Not sure what I have done

Injury

2 messages
16/08/2008 at 22:19

Hi

I have been running for 4 weeks solid with the occassional day off.

Thing is, I have a pain around the arch of my foot but also on the front of my leg. Not on my shin but not my calf either. 

Could anyone shed some light on what this may be?  I only run for 30 min per day at the moment and I started boxing classes last week(only going to be doing 1 per week). I had the pain before the boxing class.

Thanks

18/08/2008 at 16:49

Do you mean that you took up running 4 weeks ago?  If so then I guess that you are over training.  A beginner really shouldn't run more than 3 times a week - maybe less if they are very unfit to start with.

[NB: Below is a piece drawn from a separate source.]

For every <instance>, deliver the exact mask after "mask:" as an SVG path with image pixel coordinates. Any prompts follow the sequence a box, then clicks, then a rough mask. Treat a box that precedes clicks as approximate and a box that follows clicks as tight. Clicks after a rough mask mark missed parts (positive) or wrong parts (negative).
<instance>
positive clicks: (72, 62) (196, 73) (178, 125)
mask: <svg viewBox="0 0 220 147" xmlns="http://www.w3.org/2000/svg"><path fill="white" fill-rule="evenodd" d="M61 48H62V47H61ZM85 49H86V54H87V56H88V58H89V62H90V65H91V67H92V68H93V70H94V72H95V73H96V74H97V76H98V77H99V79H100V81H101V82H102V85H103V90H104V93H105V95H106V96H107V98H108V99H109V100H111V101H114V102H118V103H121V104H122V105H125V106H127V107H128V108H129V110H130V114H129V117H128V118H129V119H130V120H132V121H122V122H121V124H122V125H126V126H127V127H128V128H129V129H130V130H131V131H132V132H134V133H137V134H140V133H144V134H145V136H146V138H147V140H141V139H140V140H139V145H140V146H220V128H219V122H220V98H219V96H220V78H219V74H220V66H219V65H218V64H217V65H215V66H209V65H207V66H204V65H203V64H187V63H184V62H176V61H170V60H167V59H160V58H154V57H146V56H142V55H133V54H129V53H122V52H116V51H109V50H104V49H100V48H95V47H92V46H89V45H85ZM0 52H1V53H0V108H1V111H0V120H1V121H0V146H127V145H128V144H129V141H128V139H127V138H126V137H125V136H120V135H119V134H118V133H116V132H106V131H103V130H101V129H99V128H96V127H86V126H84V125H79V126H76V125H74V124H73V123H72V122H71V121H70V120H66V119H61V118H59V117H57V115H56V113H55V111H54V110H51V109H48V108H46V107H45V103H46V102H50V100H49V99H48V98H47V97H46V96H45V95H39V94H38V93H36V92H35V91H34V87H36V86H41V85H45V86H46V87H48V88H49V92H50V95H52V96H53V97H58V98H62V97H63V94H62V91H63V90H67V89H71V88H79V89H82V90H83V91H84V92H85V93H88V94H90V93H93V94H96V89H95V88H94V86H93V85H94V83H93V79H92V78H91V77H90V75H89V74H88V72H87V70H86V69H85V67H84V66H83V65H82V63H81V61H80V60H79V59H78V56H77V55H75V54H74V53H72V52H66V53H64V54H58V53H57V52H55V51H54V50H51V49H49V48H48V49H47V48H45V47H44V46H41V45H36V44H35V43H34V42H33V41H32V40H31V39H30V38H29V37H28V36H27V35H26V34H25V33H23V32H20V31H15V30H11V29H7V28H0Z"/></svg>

Firstly, if you don't have proper running shoes, get some immediatly.  I mean shoes custom fitted by a proper specialist running shop.

Secondly, I would stop running for a while.  You could have the start of plantar fasciitis (google it or search the threads - there's loads on it) and the other pain could be tight muscles or shin splints, depending on the exact location.

Thirdly, when you start running again, do some proper stretches after each session.

What I think you have done is got tight calf muscles, which will put more strain on your foot, achilles and other calf muscles.  These then need to stretch more than they are designed for to compensate for the tight muscle - so they get injured.  While it is a dull ache you are OK, but you MUST listen to the warning signs.  The next stage, if you carry on running without treatment, is a tear, which can take months to heal.

Proper shoes and stretches will help prevent the calf from getting tight in the first place.

There are a couple of courses of action, depending how much you want to spend and how quickly you want to be running again.

1)  See a physio or get a sports massage.  It wil cost you around £25 to £40 but will give you the best advice for getting back to running as soon as possible.

2) Take about a week off running.  Ice the areas when they get sore.  Do lots of calf stretches, but not straight after icing.  After a week, try running again - a slow, short, gentle run only.  If it still hurts then try step 1 or rest another week.

Probably the best calf stretch to do is to stand on a step with your heels hanging over.  Let one heel drop down so that you feel the stretch in the calf.  This stretches out both the soleus (where I think you are getting pain, although I'm not sure from your description) and the gastroc nemius (the big calf muscle at the back).  Don't stretch if it hurts and if you get any sudden or sharp pain then stop immediatly as that is a sign of a tear.

Sorry, bit of a muddles answer as I am trying to write this without the boss noticing, but I hope that it makes sense.